The first outing I made alone with my newborn and toddler was to the beach.
For the first time during my maternity leave, I was going to experience being the mother of two, without my husband’s help.
So I wielded that infant carrier on my arm, tried to find my most flattering (tummy-tucking) leggings and baggy shirt, packed what I could remember (because I did forget things), huffed and puffed to get my toddler ready, and drove to the beach to meet my friends.
While I sat underneath my friend’s umbrella, breastfeeding my newborn son, my other son chugged along the beach line in the sand. He was not interested in entering the cold water so I didn’t have to worry about him running out and possibly drowning, though I did continue to keep a close eye on him. I had brought a few beach toys with us for him, but he was drawn to the water guns another child had brought. This marvelous piece of plastic allowed water to be pointed wherever he wanted, so he couldn’t pass up the opportunity to play with it when my friend offered to give him one.

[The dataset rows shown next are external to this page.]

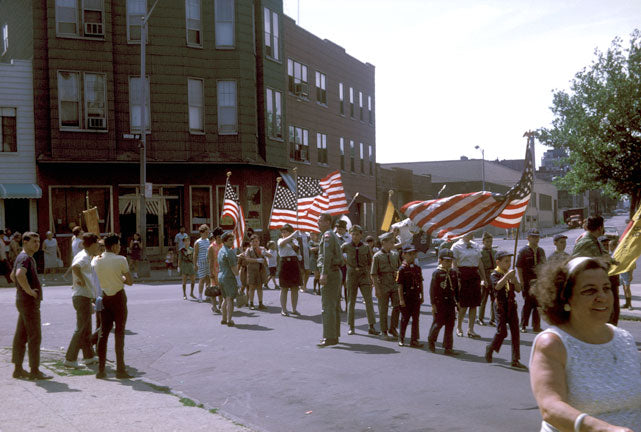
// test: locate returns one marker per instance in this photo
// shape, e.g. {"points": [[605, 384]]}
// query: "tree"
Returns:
{"points": [[598, 124]]}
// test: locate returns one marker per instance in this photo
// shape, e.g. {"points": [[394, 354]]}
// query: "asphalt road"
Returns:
{"points": [[268, 373]]}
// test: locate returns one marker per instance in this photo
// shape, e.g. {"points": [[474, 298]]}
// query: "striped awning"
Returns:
{"points": [[20, 190]]}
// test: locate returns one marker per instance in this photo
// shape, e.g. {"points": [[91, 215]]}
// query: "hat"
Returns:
{"points": [[386, 236], [501, 254], [445, 254]]}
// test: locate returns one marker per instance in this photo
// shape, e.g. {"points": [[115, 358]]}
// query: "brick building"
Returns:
{"points": [[218, 98]]}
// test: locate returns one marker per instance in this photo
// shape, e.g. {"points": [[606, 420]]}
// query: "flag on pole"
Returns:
{"points": [[284, 208], [319, 196], [233, 209], [459, 214], [629, 248]]}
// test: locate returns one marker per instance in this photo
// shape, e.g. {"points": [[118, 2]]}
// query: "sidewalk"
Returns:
{"points": [[80, 402]]}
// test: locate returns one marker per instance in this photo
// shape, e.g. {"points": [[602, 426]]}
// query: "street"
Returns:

“Here you go,” she said. “Do you want to try it?”
I was far enough away that I couldn’t very well hear the rest of the conversation but close enough to see the smile on my son’s face when he took a crack at getting the water to dispense. At first, he was content just whizzing the water into the lake, but when the other boy pointed the water gun at him, he was shocked. My toy can be pointed towards people, too?
My friend, being a mom, wanted to use this as a teaching moment for her son, so she instructed my son to shoot hers with his water gun. Her son began to cry when the unexpected blast hit his face.
“Well, now you know how it feels, and remember that we don’t do to others what we don’t want done to us.” She seemed to be okay with the fact that her child was sad so long as he remembered that next time he was not allowed to shoot other kids with his water gun.
I, on the other hand, was a bit distraught because I didn’t like that my child had intentionally made another child cry, at the instruction of an adult. Furthermore, I had not yet introduced water guns to my son because I didn’t want to have to explain guns to him. Then, right as I was trying to accept what had happened, my son pointed the water gun towards the little girl behind him, and she screamed at the water struck her ear.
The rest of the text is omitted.